= Linda Jaivin =

Translator, essayist and novelist

Linda Jaivin (born 27 March 1955) is an American-born Australian sinologist, translator and novelist.

==Early life==
Linda Jaivin was born in New London, Connecticut, to a Jewish family of Russian heritage. Her grandfathers were Jewish refugees from Tsarist Russia, who emigrated to Argentina and the United States.

Her interest in China led her to undertake Chinese studies at Brown University in Rhode Island. She moved to Taiwan in 1977 to deepen her knowledge of Chinese culture and language. Moving to Hong Kong in 1979, her first job there was editing textbooks for Oxford University Press. She worked for Asiaweek magazine, where she met the Australian scholar Geremie Barmé, whom she later married.

They returned to Canberra, Australia in 1986. They divorced in 1994. She now lives in Sydney.

==Work==
Jaivin has written a memoir of her experiences as a translator in China, The Monkey and the Dragon, as well as a number of novels. She co-edited an anthology on dissident writers in China, New Ghosts, Old Dreams: Chinese Rebel Voices with Geremie Barmé, in 1992. Jaivin has contributed to a number of magazines including the Australian magazine of politics and culture, The Monthly. She wrote for the Quarterly Essay Found in Translation: In Praise of a Plural World in November 2013.

She has subtitled many Chinese films, including Farewell my Concubine and The Grandmaster.

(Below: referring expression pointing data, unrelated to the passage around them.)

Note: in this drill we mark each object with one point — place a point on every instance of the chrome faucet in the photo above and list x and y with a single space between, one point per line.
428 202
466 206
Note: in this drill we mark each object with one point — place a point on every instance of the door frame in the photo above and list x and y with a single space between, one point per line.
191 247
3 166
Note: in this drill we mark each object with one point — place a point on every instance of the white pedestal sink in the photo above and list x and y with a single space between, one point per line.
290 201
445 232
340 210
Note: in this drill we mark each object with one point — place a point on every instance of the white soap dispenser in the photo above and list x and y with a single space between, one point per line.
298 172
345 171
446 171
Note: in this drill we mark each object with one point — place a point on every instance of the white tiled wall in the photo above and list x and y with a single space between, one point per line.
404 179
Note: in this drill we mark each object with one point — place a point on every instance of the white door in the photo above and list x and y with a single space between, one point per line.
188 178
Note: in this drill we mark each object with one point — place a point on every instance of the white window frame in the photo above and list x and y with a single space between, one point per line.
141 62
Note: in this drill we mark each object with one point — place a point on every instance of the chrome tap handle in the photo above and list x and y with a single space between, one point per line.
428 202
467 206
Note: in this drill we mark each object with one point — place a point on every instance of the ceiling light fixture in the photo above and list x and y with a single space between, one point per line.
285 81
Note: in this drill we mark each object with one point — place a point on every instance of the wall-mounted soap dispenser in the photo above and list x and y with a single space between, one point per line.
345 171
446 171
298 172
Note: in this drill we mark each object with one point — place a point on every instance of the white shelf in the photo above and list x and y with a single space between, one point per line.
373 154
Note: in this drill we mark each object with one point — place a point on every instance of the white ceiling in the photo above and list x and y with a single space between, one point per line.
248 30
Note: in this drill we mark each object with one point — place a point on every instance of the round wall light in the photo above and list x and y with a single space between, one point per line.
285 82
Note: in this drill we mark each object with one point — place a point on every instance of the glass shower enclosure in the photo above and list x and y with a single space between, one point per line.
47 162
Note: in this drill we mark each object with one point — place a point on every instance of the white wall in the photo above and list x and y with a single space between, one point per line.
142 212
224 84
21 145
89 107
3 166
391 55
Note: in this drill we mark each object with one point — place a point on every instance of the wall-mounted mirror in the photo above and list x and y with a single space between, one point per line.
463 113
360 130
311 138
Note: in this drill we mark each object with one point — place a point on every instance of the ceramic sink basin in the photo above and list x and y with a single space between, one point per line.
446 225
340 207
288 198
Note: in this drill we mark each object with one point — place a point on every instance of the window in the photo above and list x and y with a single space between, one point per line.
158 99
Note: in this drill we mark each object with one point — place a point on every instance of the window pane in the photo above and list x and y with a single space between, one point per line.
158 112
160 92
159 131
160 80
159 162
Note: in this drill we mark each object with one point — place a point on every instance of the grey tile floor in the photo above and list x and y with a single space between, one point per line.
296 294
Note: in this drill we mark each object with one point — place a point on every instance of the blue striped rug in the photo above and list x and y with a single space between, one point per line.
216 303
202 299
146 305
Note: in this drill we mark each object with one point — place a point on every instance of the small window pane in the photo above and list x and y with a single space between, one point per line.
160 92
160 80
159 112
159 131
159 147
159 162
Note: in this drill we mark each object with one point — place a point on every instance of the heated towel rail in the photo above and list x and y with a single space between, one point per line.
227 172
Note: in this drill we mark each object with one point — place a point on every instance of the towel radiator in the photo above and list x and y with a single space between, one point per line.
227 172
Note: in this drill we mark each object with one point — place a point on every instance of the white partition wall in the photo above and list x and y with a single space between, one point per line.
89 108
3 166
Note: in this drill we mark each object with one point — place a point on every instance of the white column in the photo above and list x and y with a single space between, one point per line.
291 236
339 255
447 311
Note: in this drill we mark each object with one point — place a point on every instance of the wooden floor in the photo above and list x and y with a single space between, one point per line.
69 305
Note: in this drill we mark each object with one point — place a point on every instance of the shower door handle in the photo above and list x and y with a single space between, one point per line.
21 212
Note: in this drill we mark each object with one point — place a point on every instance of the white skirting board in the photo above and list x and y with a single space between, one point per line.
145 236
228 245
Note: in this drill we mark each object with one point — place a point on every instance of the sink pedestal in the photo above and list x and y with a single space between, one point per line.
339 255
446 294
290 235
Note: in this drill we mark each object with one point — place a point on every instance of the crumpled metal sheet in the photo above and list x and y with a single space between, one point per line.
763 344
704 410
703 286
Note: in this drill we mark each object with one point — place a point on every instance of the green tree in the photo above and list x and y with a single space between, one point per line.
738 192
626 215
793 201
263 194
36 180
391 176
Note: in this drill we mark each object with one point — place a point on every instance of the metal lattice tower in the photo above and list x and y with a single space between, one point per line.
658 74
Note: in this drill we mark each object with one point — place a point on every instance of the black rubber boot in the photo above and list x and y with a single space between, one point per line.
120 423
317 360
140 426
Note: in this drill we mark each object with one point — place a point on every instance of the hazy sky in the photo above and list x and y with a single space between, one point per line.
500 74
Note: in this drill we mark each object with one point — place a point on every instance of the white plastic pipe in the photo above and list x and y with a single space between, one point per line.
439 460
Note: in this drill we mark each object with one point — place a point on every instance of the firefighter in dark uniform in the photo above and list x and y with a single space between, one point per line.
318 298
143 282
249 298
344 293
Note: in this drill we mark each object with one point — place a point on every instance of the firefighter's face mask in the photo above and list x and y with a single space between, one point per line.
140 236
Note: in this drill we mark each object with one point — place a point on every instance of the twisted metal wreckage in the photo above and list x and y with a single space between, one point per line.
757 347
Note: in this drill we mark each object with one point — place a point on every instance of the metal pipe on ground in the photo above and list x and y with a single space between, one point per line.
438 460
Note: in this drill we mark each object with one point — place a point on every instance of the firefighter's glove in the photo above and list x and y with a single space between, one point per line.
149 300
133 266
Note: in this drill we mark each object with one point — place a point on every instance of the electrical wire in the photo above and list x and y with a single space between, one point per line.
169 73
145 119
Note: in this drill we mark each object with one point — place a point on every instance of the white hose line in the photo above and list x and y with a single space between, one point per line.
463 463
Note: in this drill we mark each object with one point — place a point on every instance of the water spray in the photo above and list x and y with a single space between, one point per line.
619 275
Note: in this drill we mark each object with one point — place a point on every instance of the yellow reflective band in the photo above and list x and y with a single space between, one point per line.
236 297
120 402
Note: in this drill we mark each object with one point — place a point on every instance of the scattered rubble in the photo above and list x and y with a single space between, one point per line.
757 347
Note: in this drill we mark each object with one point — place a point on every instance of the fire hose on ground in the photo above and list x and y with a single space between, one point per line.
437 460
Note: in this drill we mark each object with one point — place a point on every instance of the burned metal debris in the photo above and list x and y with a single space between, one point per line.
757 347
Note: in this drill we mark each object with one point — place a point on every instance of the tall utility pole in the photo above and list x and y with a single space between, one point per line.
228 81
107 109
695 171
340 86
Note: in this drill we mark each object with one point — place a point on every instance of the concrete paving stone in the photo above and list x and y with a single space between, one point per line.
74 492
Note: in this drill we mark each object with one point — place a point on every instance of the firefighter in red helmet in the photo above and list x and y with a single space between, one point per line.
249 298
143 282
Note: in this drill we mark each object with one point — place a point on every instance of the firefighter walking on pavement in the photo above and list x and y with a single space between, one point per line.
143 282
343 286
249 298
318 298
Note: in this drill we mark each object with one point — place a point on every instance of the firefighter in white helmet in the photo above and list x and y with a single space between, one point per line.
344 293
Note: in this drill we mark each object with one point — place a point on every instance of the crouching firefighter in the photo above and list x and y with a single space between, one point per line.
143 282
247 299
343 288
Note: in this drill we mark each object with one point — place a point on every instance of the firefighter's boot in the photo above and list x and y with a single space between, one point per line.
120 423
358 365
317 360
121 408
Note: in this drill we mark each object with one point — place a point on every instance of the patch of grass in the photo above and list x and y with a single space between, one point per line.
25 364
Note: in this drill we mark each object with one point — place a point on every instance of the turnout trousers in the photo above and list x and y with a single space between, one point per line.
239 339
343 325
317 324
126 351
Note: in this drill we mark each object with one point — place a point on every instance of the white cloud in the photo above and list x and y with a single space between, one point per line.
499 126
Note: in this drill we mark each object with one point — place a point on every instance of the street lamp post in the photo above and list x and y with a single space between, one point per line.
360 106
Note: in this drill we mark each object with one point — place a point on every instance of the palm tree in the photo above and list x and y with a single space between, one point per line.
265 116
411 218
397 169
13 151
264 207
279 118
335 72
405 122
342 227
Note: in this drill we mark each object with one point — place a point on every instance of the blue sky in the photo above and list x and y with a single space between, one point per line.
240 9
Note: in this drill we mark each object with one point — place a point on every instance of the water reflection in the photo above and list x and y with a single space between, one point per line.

Jaivin has been a guest on the ABC radio program The Book Show and a panelist on Q&A and other programs.

==Bibliography==

=== Novels ===

| Year | Title | Imprint | ISBN |
| 1995 | Eat Me | Vintage Books | ISBN 9781784702748 |
| 1996 | Rock 'n' Roll Babes from Outer Space | Text Publishing | ISBN 9781921799938 |
| 2006 | The Infernal Optimist | Fourth Estate | ISBN 9780732282752 |
| 2009 | A Most Immoral Woman | HarperCollins | ISBN 9780730445975 |
| 2012 | Dead Sexy: The Wicked Story | Text Publishing | ISBN 9781921799952 |
| 2014 | The Empress Lover | Fourth Estate | ISBN 9780732291273 |
| Miles Walker, You're Dead | St. Martin's Griffin | ISBN 9781466882379 |

=== Non-fiction ===

| Year | Title | Imprint | ISBN |
| 2001 | The Monkey and the Dragon: A True Story About Friendship, Music, Politics and Life on the Edge | Text Publishing | ISBN 1876485914 |
| 2012 | Confessions of an S & M Virgin | ISBN 9781921799945 |
| 2013 | Found in Translation: In Praise of a Plural World | Black, Inc. | ISBN 9781863956307 |
| 2014 | Beijing | Reaktion Books | ISBN 9781780232614 |
| 2021 | The Shortest History of China | Black Inc. | ISBN 9781760641122 |
| 2025 | Bombard the Headquarters! : The Cultural Revolution in China | Old Street Publishing | ISBN 9781913083946 |

- Jaivin, Linda (2014). "The rising tide of narcissism" Review of Anne Manne's The Life of I.

== Films (as sub-titler) ==
- Farewell My Concubine (Chen Kaige, 1993).
- Hero (Zhang Yimou, 2002).
- The Grandmaster (Wong Kar-wai, 2013).